Safer Google smartphones thanks to YAASE
It took only one month of hard work and two brilliant Italian minds to design and implement an advanced security system which protects data stored in the latest generation of Android smartphones.
The innovative system is called YAASE (Yet Another Android Security Extention) and, by working at the Androidoperating system level, it guarantees the protection of data stored in the smartphone from undesirable access, without compromising performance or creating any compatibility conflicts with current Android apps.
Data security has become one of the major issues and requirements of new mobile phones. Thanks to their increaseing popularity, Google smartphones have been under attack from malevolent apps available through various marketplaces. In the first half of 2011 alone, the number of mobile users exposed to malware was between a half million to one million according to a study conducted by Lookout Mobile Security.
One of the threats currently affecting the Android system is that of Privilege Escalation, where colluding applications maliciously collaborate to share their granted permissions.
As an example, consider a weather app requiring Internet and GPS permissions and a contact management app requiring access to the phone contact provider. The two apps may contain malware and start exchanging information. The weather apps may expose a service to allow network access. The contact management app may use this service to forward the user’s contacts to any website. All this can happen without the Android standard security system blocking the communication flow.

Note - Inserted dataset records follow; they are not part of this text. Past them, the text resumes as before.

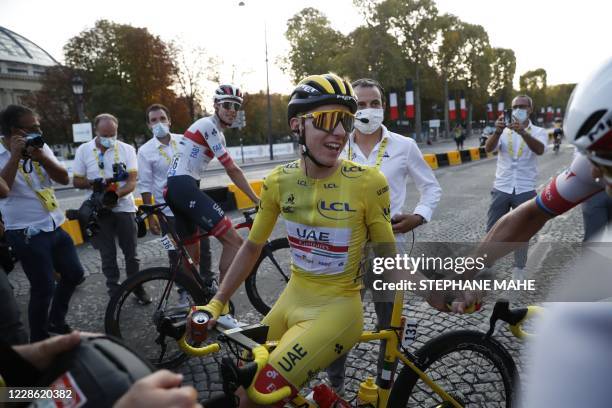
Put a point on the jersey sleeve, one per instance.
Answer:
(79, 168)
(205, 133)
(268, 211)
(569, 188)
(378, 208)
(131, 160)
(145, 171)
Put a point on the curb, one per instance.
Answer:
(231, 198)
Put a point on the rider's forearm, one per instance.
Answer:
(239, 270)
(237, 176)
(510, 231)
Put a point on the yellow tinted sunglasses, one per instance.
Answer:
(327, 121)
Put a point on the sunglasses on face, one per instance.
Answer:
(327, 121)
(230, 105)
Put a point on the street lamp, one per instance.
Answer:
(77, 90)
(241, 4)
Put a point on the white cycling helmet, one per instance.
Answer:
(588, 117)
(228, 93)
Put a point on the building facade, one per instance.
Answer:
(22, 65)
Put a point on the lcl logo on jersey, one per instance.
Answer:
(335, 210)
(291, 167)
(387, 213)
(352, 171)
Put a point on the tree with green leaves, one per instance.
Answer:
(125, 70)
(503, 68)
(315, 45)
(476, 66)
(533, 83)
(413, 23)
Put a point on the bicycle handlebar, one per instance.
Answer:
(260, 357)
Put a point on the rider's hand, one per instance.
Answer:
(154, 225)
(406, 222)
(160, 389)
(42, 353)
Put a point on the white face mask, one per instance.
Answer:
(374, 118)
(520, 115)
(107, 142)
(160, 130)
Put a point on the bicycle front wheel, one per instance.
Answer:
(475, 371)
(270, 275)
(139, 325)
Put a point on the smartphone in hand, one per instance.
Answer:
(508, 116)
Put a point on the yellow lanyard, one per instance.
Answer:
(511, 147)
(164, 154)
(28, 178)
(381, 152)
(46, 196)
(100, 159)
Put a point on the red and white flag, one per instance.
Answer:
(409, 99)
(500, 107)
(462, 106)
(549, 113)
(393, 111)
(490, 109)
(452, 114)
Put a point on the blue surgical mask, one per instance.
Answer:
(160, 130)
(520, 115)
(107, 142)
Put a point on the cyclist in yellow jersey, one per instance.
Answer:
(331, 207)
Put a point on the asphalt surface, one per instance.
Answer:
(460, 217)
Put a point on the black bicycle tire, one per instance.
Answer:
(250, 284)
(445, 344)
(111, 323)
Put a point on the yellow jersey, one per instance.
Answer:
(328, 220)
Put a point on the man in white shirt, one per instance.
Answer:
(518, 143)
(32, 220)
(398, 158)
(114, 163)
(154, 159)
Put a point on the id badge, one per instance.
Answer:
(48, 199)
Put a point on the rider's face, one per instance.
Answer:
(227, 114)
(324, 146)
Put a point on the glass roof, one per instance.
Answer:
(16, 48)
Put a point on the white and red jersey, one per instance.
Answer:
(570, 188)
(201, 143)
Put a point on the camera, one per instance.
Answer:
(35, 140)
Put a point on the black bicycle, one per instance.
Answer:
(153, 329)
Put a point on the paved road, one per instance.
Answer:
(460, 217)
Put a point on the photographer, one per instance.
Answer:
(109, 168)
(518, 142)
(32, 220)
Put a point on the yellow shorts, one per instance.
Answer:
(313, 326)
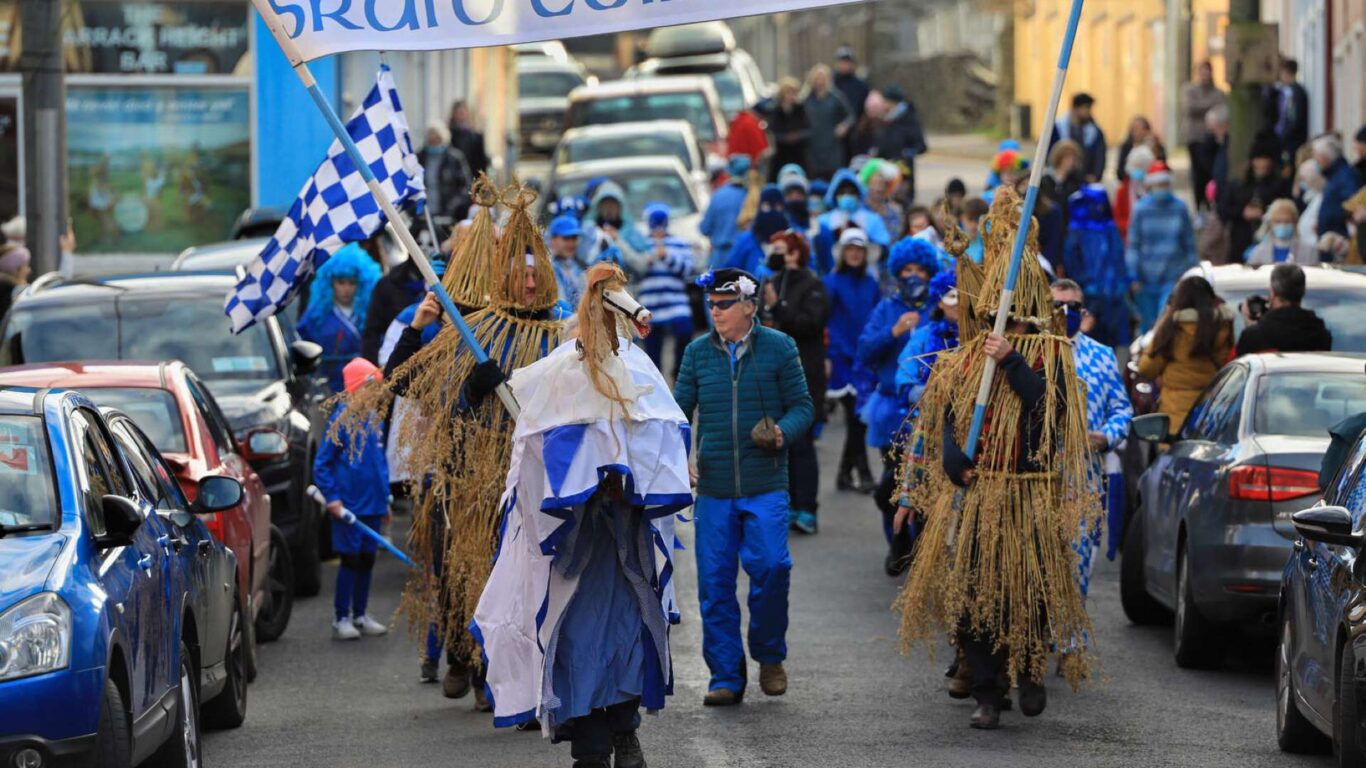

To protect users of the Android platform, two researchers, Dr. Giovanni Russello from the Trentino-based research center CREATE-NET, directed by prof. Imrich Chlamtac, and Dr. Bruno Crispo, from the Department of Information Engineering and Computer Science of Trento, designed and developed YAASE, an advanced security extension to control the correct use of data for Android apps.
"YAASE - said Dr. Russello - works on several levels. First, it assigns a label to every piece of data and then it associates each app with the data label which can be allowed access. When the contact management app tries to send data through the hidden service of the weather app, YAASE will block this communication flow because the weather app is not associated with the label “contacts.”
It took just one month to design and develop the YAASE system: “Research and innovation – continued Russello – must be concrete. They must also provide an immediate answer to new needs”.
By the end of September YAASE will be available online for anyone who wants to protect their Android smartphone and their data from such risks.
"We hope – concluded Dr. Crispo - Google will also start to adopt more advanced security solutions than what is currently available in the Android platform”.